INFONAWACITA.COM – Sejumlah pengamat politik menilai konten debat kandidat pertama yang digelar Komisi Pemilihan Umum Daerah (KPUD) DKI Jakarta, Jumat (13/1) pekan lalu masih sebatas jargon teoritis dan belum mengekplorasi visi serta misi kandidat hingga pada tataran praxis.

 

Padahal debat kandidat menjadi ajang bagi ketiga kandidat pasangan calon Gubernur DKI Jakarta memperebutkan swing voters (pemilih mengambang) sebanyak 30 persen.

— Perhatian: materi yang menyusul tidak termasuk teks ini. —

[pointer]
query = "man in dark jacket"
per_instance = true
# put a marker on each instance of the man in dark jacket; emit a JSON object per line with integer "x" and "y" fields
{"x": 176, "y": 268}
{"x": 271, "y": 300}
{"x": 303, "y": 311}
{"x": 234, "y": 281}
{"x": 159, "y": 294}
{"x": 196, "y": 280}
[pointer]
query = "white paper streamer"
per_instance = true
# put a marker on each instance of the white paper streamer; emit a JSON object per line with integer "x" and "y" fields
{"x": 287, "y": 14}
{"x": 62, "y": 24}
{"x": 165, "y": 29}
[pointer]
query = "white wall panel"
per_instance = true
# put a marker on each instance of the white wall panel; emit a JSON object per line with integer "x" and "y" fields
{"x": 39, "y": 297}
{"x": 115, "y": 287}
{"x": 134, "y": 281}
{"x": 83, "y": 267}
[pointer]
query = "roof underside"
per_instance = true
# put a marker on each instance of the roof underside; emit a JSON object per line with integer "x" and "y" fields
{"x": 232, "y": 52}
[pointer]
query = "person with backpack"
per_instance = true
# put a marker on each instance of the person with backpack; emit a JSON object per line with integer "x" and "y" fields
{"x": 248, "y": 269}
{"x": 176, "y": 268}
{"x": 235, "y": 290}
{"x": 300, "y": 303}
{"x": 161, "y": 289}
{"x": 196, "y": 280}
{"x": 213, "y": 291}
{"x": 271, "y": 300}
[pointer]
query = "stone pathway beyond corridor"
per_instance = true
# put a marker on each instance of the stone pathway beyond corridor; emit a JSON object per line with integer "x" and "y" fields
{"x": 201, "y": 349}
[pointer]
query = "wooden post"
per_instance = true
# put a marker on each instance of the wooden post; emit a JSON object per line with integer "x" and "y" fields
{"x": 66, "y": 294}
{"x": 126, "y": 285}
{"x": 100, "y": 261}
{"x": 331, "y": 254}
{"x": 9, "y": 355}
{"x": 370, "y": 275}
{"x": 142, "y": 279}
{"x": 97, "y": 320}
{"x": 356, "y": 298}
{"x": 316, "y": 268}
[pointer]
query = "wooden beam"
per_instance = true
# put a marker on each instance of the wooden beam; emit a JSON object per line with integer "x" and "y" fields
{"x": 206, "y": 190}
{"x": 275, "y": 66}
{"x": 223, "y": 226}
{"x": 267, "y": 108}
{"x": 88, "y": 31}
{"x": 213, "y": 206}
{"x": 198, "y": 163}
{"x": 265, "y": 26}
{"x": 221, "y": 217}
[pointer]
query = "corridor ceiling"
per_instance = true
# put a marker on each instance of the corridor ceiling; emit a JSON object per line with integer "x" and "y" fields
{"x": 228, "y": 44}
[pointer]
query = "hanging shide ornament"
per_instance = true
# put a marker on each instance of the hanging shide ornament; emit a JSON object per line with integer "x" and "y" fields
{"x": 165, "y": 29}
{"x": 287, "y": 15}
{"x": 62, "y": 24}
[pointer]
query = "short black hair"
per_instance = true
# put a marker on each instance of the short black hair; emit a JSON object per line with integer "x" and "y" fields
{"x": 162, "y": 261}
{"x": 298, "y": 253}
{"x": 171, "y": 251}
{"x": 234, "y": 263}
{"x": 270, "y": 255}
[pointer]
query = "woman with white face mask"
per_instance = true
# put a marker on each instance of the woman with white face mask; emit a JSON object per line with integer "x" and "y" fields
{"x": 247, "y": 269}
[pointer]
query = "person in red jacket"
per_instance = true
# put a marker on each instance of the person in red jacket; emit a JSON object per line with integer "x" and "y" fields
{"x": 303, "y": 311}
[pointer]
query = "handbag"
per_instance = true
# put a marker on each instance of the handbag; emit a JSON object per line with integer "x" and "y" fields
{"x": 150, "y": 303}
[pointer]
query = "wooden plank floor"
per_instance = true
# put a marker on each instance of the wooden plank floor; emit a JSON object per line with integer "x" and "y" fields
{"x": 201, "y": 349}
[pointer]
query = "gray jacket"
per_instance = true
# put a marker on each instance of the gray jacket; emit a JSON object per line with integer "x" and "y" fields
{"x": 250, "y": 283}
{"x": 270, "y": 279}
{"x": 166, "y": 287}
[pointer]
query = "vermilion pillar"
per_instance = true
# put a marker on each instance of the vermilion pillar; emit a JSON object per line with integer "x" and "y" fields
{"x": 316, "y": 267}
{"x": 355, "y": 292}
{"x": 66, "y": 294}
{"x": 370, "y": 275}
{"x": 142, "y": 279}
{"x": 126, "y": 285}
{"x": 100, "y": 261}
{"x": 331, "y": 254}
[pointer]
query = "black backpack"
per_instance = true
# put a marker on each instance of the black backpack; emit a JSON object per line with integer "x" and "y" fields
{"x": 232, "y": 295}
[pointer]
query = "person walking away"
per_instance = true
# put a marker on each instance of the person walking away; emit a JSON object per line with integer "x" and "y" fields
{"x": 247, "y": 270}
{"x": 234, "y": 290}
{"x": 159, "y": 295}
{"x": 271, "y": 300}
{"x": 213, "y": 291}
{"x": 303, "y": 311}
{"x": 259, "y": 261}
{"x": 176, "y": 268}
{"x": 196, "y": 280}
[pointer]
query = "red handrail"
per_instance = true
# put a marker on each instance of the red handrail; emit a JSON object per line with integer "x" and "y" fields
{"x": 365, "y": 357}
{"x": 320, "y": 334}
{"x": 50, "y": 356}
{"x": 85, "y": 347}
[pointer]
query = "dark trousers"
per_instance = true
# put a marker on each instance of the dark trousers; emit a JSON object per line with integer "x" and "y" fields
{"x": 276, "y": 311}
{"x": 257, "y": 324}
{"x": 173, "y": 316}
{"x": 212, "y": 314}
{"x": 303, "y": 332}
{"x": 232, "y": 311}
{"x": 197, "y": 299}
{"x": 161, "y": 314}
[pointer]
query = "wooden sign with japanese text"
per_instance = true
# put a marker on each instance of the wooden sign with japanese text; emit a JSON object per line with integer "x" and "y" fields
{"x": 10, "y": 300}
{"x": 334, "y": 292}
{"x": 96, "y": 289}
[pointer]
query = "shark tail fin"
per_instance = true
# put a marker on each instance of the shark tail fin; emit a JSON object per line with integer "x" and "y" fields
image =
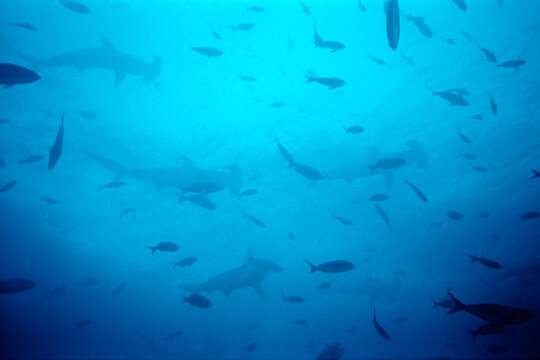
{"x": 312, "y": 268}
{"x": 457, "y": 305}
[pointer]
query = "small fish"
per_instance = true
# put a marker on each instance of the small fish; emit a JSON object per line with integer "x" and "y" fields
{"x": 115, "y": 184}
{"x": 493, "y": 105}
{"x": 243, "y": 26}
{"x": 417, "y": 191}
{"x": 8, "y": 186}
{"x": 380, "y": 330}
{"x": 31, "y": 159}
{"x": 455, "y": 215}
{"x": 198, "y": 301}
{"x": 127, "y": 211}
{"x": 463, "y": 138}
{"x": 341, "y": 219}
{"x": 383, "y": 215}
{"x": 486, "y": 262}
{"x": 254, "y": 220}
{"x": 376, "y": 60}
{"x": 187, "y": 261}
{"x": 529, "y": 215}
{"x": 24, "y": 25}
{"x": 248, "y": 192}
{"x": 173, "y": 335}
{"x": 330, "y": 82}
{"x": 378, "y": 197}
{"x": 490, "y": 56}
{"x": 331, "y": 267}
{"x": 200, "y": 200}
{"x": 516, "y": 64}
{"x": 164, "y": 246}
{"x": 207, "y": 51}
{"x": 56, "y": 149}
{"x": 76, "y": 6}
{"x": 354, "y": 129}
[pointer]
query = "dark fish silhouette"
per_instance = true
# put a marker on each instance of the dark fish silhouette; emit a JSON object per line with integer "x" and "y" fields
{"x": 199, "y": 301}
{"x": 391, "y": 9}
{"x": 207, "y": 51}
{"x": 332, "y": 267}
{"x": 493, "y": 313}
{"x": 383, "y": 215}
{"x": 417, "y": 191}
{"x": 11, "y": 74}
{"x": 56, "y": 149}
{"x": 165, "y": 246}
{"x": 486, "y": 262}
{"x": 327, "y": 44}
{"x": 76, "y": 6}
{"x": 15, "y": 285}
{"x": 254, "y": 220}
{"x": 380, "y": 330}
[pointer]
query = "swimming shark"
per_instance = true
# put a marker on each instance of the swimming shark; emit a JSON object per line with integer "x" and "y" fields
{"x": 182, "y": 177}
{"x": 248, "y": 275}
{"x": 105, "y": 57}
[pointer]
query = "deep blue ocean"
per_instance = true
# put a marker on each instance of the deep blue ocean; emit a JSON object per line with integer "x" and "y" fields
{"x": 204, "y": 179}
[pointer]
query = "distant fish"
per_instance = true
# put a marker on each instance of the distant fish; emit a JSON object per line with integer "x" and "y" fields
{"x": 455, "y": 215}
{"x": 334, "y": 266}
{"x": 490, "y": 56}
{"x": 24, "y": 25}
{"x": 185, "y": 262}
{"x": 305, "y": 9}
{"x": 493, "y": 105}
{"x": 76, "y": 6}
{"x": 115, "y": 184}
{"x": 463, "y": 138}
{"x": 55, "y": 150}
{"x": 199, "y": 301}
{"x": 460, "y": 4}
{"x": 354, "y": 129}
{"x": 243, "y": 26}
{"x": 378, "y": 197}
{"x": 327, "y": 44}
{"x": 15, "y": 285}
{"x": 31, "y": 159}
{"x": 515, "y": 64}
{"x": 391, "y": 9}
{"x": 8, "y": 186}
{"x": 380, "y": 330}
{"x": 376, "y": 60}
{"x": 486, "y": 262}
{"x": 164, "y": 246}
{"x": 383, "y": 215}
{"x": 200, "y": 200}
{"x": 254, "y": 220}
{"x": 341, "y": 219}
{"x": 417, "y": 191}
{"x": 207, "y": 51}
{"x": 330, "y": 82}
{"x": 11, "y": 74}
{"x": 386, "y": 164}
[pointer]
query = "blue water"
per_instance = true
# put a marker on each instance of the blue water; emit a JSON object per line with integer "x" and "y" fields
{"x": 149, "y": 116}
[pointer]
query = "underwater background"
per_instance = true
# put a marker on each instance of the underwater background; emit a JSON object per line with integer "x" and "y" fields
{"x": 170, "y": 174}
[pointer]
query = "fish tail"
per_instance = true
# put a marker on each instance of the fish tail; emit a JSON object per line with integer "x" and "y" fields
{"x": 458, "y": 305}
{"x": 312, "y": 268}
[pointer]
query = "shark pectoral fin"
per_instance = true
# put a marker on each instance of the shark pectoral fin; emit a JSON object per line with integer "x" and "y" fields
{"x": 258, "y": 289}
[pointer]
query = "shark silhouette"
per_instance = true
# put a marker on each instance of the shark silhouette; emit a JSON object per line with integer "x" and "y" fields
{"x": 248, "y": 275}
{"x": 181, "y": 177}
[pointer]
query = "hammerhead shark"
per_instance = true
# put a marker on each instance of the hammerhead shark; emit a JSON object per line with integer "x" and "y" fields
{"x": 180, "y": 177}
{"x": 248, "y": 275}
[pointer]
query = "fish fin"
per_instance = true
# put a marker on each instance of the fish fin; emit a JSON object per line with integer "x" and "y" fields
{"x": 312, "y": 267}
{"x": 458, "y": 305}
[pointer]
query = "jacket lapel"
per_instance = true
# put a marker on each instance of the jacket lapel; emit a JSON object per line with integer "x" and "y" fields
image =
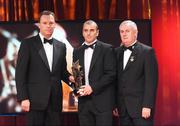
{"x": 132, "y": 57}
{"x": 120, "y": 58}
{"x": 96, "y": 53}
{"x": 38, "y": 45}
{"x": 56, "y": 53}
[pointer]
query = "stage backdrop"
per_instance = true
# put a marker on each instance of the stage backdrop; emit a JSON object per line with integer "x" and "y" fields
{"x": 69, "y": 32}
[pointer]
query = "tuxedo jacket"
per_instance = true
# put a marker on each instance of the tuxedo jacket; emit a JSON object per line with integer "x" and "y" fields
{"x": 101, "y": 75}
{"x": 34, "y": 80}
{"x": 138, "y": 81}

Direktur Populi Center, Usep S Ahyar mengatakan dari survei yang pernah mereka lakukan di Jakarta, swing voters didominasi oleh pemilih rasional. Karena itu, kata Usep, visi misi yang disampaikan oleh pasangan calon haruslah realistis dan bisa menghubungkan antara visi misi dengan program kerja yang konkret.

 

“Harus disadari swing voters itu pemilih rasional, maka disini pasangan calon  harus mampu memperlihatkan solusi yang baik, harus bisa menjelaskan hubungan antara visi misi dengan program kerja dan sebagainya,” kata Usep dalam diskusi bertajuk “Dinamika Pilgub Pasca Debat Kandidat” di Gedung Widya Graha LIPI, Kamis (19/1).

 

Hal senada diungkapkan peneliti senior Lembaga Ilmu Pengetahuan Indonesia (LIPI), Syamsuddin Haris yang menilai penampilan Anies Baswedan dalam debat tersebut cukup memukau, namun cenderung teoritis dalam menerjemahkan visi dan misinya.

 

Haris mencontohkan program yang sering diungkapkan Anies, yakni pembangunan manusia dan meningkatkan kebahagian manusia Jakarta, tapi tidak diberi contoh yang konkret seperti apa.

 

“Teori itu tidak cukup. Di komunitas terdidik butuh penjelasan, pembangunan manusia seperti apa. Presiden Soeharto bahkan programnya menciptakan manusia Indonesia seutuhnya, tapi bentuknya seperti apa berhenti sebagai jargon saja,” kata Haris.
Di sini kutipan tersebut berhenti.